When you assemble your IKEA furniture or put on a smart outfit from H&M, you are not thinking about Sweden. The same when a Volvo passes you on the highway.
But all three brands come from the same place: a small country that has spent the last 10 years handling some very big and very public problems.
Stockholm, the capital of Sweden. Source: Image by Bruno from Pixabay
Sweden’s recent history is, in fact, a series of shocks.
In 2015, it took in around 163,000 asylum seekers, almost 2% of its own population. This was the highest number per head among EU destination countries. Housing, schools, and local budgets came under heavy strain, and the government quickly turned from its proud open-door talk to border checks and stricter rules.
A few years later, a rise in gang shootings and bomb attacks in poorer suburbs broke the old image of Sweden as a place where serious crime happens only somewhere else.
Then came Covid-19. While most of the world went into strict lockdown, Sweden chose a lighter approach, which turned the country into a much-debated experiment at the very time global markets were falling.
Finally, Russia’s invasion of Ukraine ended about 200 years of Swedish military non-alignment and pushed Stockholm to apply for NATO membership. Sweden formally joined NATO in March 2024 — a step that earlier would have been almost unthinkable.
Each of these events created real fear. But if you look carefully, a different pattern is visible: first panic, then adjustment. Sweden did not pass through the decade untouched. The point to note is that it changed direction whenever reality demanded it.
For income investors who value reliability more than excitement, this ability to reset matters more than any claim of being perfect.
Sweden’s sharemarket has given solid returns over the past year. The main Stockholm index is up over 30% and is trading close to its all-time high. In simple terms, the market is saying that Sweden’s problems are real, but so is its capacity to manage them.
The country’s public finances support this picture. Sweden’s government debt is among the lowest in the OECD — about 35% of GDP in 2025, against an EU average of around 82%. This gives the state plenty of room to spend and support the economy.
But one must be balanced here. The household side is not so comfortable. Swedish household debt is high by both international and historical standards. Total household debt is around 1.5 times yearly disposable income, and a large share of home loans are on floating interest rates.

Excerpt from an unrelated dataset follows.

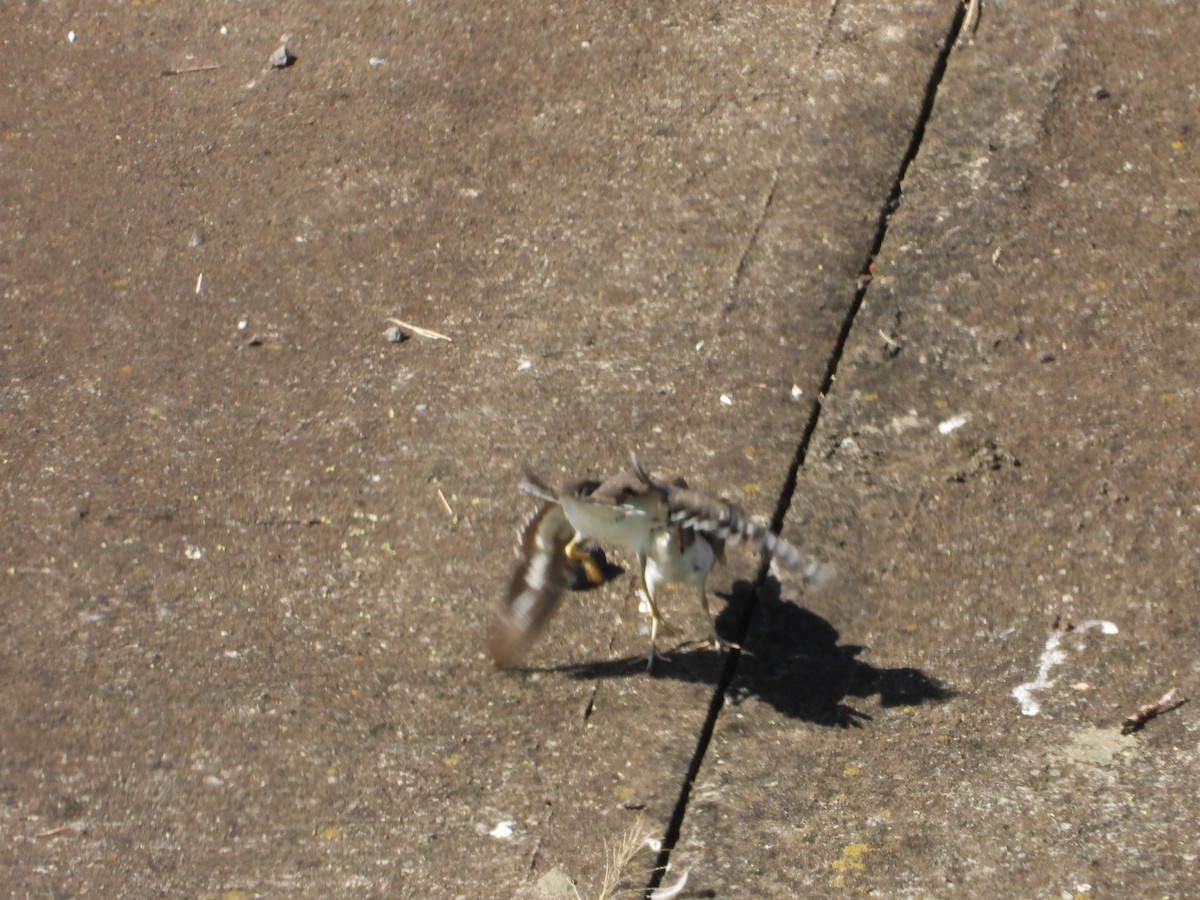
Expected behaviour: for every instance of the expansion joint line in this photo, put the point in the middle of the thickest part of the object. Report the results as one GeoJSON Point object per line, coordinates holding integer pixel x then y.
{"type": "Point", "coordinates": [729, 671]}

This makes Swedish families among the most interest-rate-sensitive in the EU. When rates rise, their monthly burden goes up quickly.
From a market perspective, analysts often pay attention to the large domestic banks, given their central role in Sweden’s financial system and their long record of operating through shocks.
These institutions have remained profitable and continued paying dividends across different cycles.
For observers, the open question is how this stability interacts with Sweden’s broader economic reset…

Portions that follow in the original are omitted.